Black Hole Fires Gas 'Bullets' Into Space

Very Long Baseline Array
These images, taken by the Very Long Baseline Array radio telescope, show two gaseous bullets launching from the black hole binary H1743-322 (circled) in June 2009. (Image credit: NRAO and NASA's Goddard Space Flight Center)

Astronomers have captured the moment when a black hole launched super-fast "bullets" of gas into space at one-quarter the speed of light, a new study reports.

The black hole blasted out the gaseous bullets back in June 2009, and NASA's Rossi X-ray Timing Explorer (RXTE) satellite and the ground-based Very Long Baseline Array (VLBA) radio telescope were able to watch the drama unfold.

"Like a referee at a sports game, we essentially rewound the footage on the bullets' progress, pinpointing when they were launched," Gregory Sivakoff, of the University of Alberta in Canada, said in a statement. "With the unique capabilities of RXTE and the VLBA, we can associate their ejection with changes that likely signaled the start of the process."

Sivakoff presented the findings Tuesday (Jan. 10) at the American Astronomical Society meeting in Austin, Texas. [Photos: Black Holes of the Universe]

A black hole outburst

In the new study, researchers analyzed the mid-2009 outburst of a binary system called H1743–322, which is located about 28,000 light-years away toward the constellation Scorpius.

This system is composed of a normal star and a black hole, both of whose masses are unknown but appear to be middling. They're so close together that the black hole pulls a continuous stream of matter from its stellar companion, forming an accretion disk millions of miles across.

As this matter swirls inward, it is compressed and heated to tens of millions of degrees — so hot that it emits X-rays. In addition, some of the infalling matter gets booted out of the accretion disk as dual, oppositely directed jets.

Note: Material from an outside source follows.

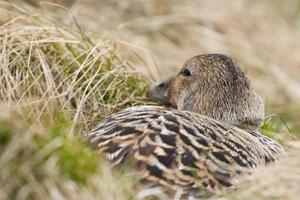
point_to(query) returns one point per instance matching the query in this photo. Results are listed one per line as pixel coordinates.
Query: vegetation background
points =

These jets usually contain a steady flow of particles, but they occasionally morph into more powerful outflows that hurl huge blobs of gas into space at incredible speeds, researchers said.

H1743–322 underwent such a transition in early June 2009. And RXTE, the VLBA and a few other observatories around the world looked on, capturing the accompanying changes in the system's X-ray and radio emissions.

These emissions were steady from May 28 through June 2. The radio component had faded significantly by June 4, only to increase the next day — the same day a bright, radio-emitting bullet of gas racing outward from the system in the direction of one of the jets.

A second bullet, moving in the opposite direction at 25 percent the speed of light — about 168 million mph (270 million kph) — was observed on June 6.

Astronomers had previously associated the onset of the radio outburst with the bullet ejections, researchers said. However, the new study determines the bullets were actually fired off several days earlier, on June 3.

"This research provides new clues about the conditions needed to initiate a jet and can guide our thinking about how it happens," said Chris Done, an astrophysicist at the University of Durham in England, who was not involved in the study.

Jets on a galactic scale

The new study could shed light on what happens at the heart of active galaxies, which also harbor jet-spewing black holes, though on a much larger scale. These supermassive black holes can be billions of times more massive than our sun, and they can drive enormous outflows extending over millions of light-years, researchers said. "Black hole jets in binary star systems act as fast-forwarded versions of their galactic-scale cousins, giving us insights into how they work and how their enormous energy output can influence the growth of galaxies and clusters of galaxies," said lead researcher James Miller-Jones of Curtin University in Perth, Australia.

The study will appear in an upcoming issue of the Monthly Notices of the Royal Astronomical Society.